She drifted, all shadowy black silk, across the shadows of the dining-hall, dropping her winnings into her black satin vanity bag and attended by the priest. Outside the door, beneath the antlers of a royal stag, in an atmosphere of paraffin lamps and varnished pitch-pine, she said:
“Come up to my sitting-room. The prodigal’s returned. Sylvia’s here.”
The Father said:
“I thought I saw her out of the corner of my eye in the bus after dinner. She’ll be going back to her husband. It’s a poor world.”
“She’s a wicked devil!” Mrs. Satterthwaite said.
“I’ve known her myself since she was nine,” Father Consett said, “and it’s little I’ve seen in her to hold up to the commendation of my flock.” He added: “But maybe I’m made unjust by the shock of it.”
They climbed the stairs slowly.
Mrs. Satterthwaite sat herself on the edge of a cane chair. She said:
“Well!”
She wore a black hat like a cartwheel and her dresses appeared always to consist of a great many squares of silk that might have been thrown on to her. Since she considered that her complexion, which was mat white, had gone slightly violet from twenty years of makeup, when she was not made up—as she never was at Lobscheid—she wore bits of puce-coloured satin ribbon stuck here and there, partly to counteract the violet of her complexion, partly to show she was not in mourning. She was very tall and extremely emaciated; her dark eyes that had beneath them dark brown thumb-marks were very tired or very indifferent by turns.

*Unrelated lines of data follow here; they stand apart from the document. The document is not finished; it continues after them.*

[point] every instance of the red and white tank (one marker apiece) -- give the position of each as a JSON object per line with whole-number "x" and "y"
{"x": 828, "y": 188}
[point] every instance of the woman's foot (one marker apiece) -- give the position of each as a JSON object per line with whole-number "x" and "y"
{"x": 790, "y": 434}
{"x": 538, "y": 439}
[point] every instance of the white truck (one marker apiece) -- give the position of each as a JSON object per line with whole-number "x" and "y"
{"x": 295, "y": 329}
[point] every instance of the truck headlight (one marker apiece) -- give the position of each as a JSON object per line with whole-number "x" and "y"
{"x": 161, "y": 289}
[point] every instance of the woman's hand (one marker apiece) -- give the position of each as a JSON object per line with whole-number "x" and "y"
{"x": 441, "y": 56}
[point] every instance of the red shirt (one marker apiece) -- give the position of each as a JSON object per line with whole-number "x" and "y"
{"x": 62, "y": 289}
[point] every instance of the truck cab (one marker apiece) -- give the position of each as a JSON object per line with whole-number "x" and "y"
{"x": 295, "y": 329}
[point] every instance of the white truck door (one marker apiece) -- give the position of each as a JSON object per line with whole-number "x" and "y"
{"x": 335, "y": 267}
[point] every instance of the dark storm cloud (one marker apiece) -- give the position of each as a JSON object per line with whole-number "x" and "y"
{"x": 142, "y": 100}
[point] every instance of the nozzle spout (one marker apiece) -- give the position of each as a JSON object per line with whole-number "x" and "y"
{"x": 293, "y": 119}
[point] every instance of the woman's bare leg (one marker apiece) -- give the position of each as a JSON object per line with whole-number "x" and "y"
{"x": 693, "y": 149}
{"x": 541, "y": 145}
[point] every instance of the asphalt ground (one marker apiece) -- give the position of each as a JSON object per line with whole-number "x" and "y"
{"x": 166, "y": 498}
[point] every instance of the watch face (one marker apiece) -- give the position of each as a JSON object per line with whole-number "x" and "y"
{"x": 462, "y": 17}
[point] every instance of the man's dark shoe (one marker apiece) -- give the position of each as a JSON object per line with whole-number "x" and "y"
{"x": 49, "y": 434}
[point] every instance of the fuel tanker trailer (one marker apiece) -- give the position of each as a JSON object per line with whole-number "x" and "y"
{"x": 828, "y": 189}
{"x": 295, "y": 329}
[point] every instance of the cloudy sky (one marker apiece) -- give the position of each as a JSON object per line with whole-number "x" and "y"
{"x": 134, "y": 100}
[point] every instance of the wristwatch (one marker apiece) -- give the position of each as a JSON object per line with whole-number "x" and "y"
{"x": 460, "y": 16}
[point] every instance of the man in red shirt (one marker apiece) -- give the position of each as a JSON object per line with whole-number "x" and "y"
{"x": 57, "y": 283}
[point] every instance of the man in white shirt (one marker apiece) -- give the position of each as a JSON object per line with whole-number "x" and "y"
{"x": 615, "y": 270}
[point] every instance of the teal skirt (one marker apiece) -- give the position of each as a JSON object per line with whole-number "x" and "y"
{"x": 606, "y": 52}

Father Consett walked backwards and forwards, his hands behind his back, his head bent, over the not too well polished floor. There were two candles, lit but dim, in imitation pewter nouvel art candlesticks, rather dingy; a sofa of cheap mahogany with red plush cushions and rests, a table covered with a cheap carpet and an American roll-top desk that had thrown into it a great many papers in scrolls or flat. Mrs. Satterthwaite was extremely indifferent to her surroundings, but she insisted on having a piece of furniture for her papers. She liked also to have a profusion of hothouse, not garden, flowers, but as there were none of these at Lobscheid she did without them. She insisted also, as a rule, on a comfortable chaise longue which she rarely, if ever, used; but the German Empire of those days did not contain a comfortable chair, so she did without it, lying down on her bed when she was really tired. The walls of the large room were completely covered with pictures of animals in death agonies: capercailzies giving up the ghost with gouts of scarlet blood on the snow; deer dying with their heads back and eyes glazing, gouts of red blood on their necks; foxes dying with scarlet blood on green grass. These pictures were frame to frame, representing sport, the hotel having been a former Grand Ducal hunting-box, freshened to suit the taste of the day with varnished pitch-pine, bathrooms, verandahs, and excessively modern but noisy lavatory arrangements which had been put in for the delight of possible English guests.
Mrs. Satterthwaite sat on the edge of her chair; she had always the air of being just about to go out somewhere or of having just come in and being on the point of going to take her things off. She said:
“There’s been a telegram waiting for her all the afternoon. I knew she was coming.”
Father Consett said:
“I saw it in the rack myself. I misdoubted it.” He added: “Oh dear, oh dear! After all we’ve talked about it; now it’s come.”
Mrs. Satterthwaite said:
“I’ve been a wicked woman myself as these things are measured; but …”
Father Consett said:
“Ye have! It’s no doubt from you she gets it, for your husband was a good man. But one wicked woman is enough for my contemplation at a time. I’m no St. Anthony. … The young man says he will take her back?”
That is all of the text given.